Fewer than a dozen hands went up when I asked a room of
over 500 Mumbai college girls how many did not have a mobile phone.
Given the growing belief that technology, as represented by the many
functions of a mobile phone, whether it would
aid the cause of women’s
safety?
For instance, within a month of the Delhi
gang rape in December 2012, a “women’s safety” app named “Nirbhaya” was
launched. Since then dozens of such apps have been launched around the
country. The latest is “Himmat” by the Delhi police, billed as the first
integrated women’s safety app in India.
Given the
increasing rate of rape and sexual assault on women, including minors,
will these technological interventions make any difference to women’s
lives? Delhi and Mumbai have also been promised thousands of
closed-circuit cameras in public places to enhance women’s safety.
Will
Indian women be safer with the government watching over them through
closed-circuit cameras and through safety apps on mobile phones? I think
not. For no app, no matter how smart or effective, can substitute for
the many steps that need to be taken to make women feel secure.
Principally, this involves changing a culture where attacking and
sexually abusing women is acceptable.
Within the
range of apps now available — with names like SmartShehar, VithU, BSafe,
Raksha — the majority merely facilitate a quick call for help to the
police and/or to relatives/friends in the event of an attack. A woman
fearing an attack or when actually attacked (although how a woman
surrounded by several men can grab her phone and use the app is anyone’s
guess) is expected to be saved by the app. Designers of these apps are
selling the belief that these apps will enhance women’s safety.
That,
in fact, is the problem with the apps. For they create the illusion of
safety and security without an understanding of the wider context of the
persisting lack of safety for women. The conversation around them also
fails to accept the reality of class. Apps are available to women with
smartphones; these are owned only by 13 per cent of our total population
(although there are an estimated 900 million mobile phone connections).

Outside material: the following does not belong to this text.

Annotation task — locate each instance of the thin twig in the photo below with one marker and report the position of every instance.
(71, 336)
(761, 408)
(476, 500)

And they exclude women without phones or with ordinary phones.
Secondly,
these apps can work only if the official state machinery is responsive.

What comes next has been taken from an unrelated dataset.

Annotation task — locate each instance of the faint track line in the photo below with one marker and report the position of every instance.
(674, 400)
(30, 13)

Even the single numbers (103, 100) for distress calls do not produce a
quick response, or indeed any response. Police apathy, whether you
approach a police station or call a number, is virtually a given. Until
this changes, the efficacy of any app is greatly limited.
Far
more effective is to use technology not just to “protect” women, or
give them an easy way to seek help, but to involve them in the process
of understanding the issues of safety and danger, and become active
participants. An app called SafetiPin, for instance, attempts to do that
through its mapping tool. Women can pinpoint areas that they consider
unsafe, put down reasons (for instance, dark corners or poor lighting)
as well as seek help. An interactive app of this kind allows women to
check their surroundings and also encourages them to add to the database
so that others are helped. But, ultimately, even this information can
make a difference only if the law enforcing machinery and city
authorities act on it.
The good news is that women
are using mobile technology to help themselves. There are several recent
examples. The woman raped in an Uber cab in Delhi photographed the
license plate of the cab on her phone, thereby assisting the police to
track down the rapist. A young woman on a flight to Bhubaneswar shamed
the middle-aged businessman in the seat behind her who tried to grope
her by filming him, putting the clips out on YouTube and filing a
complaint with the police. Well-known anti-trafficking activist Sunitha
Krishnan has circulated an edited version of a shocking video of a gang
rape by five men that has been on Whatsapp for some time. She has
launched a Twitter campaign #ShameTheRapistCampaign urging people to
find and identify the five men seen laughing away as they torture and
rape a woman.
New technologies, like smartphones, are
empowering and give women considerable autonomy. But in themselves,
even if they are loaded with the most efficient apps, they cannot alter
the reality of the dangers that women face in the public and private
space. The onus should not be put on women to use such technology to
keep themselves safe. Technology helps if the state does its job of
dealing with crime, and society refuses to be complacent and accept
sexual assault as just another crime.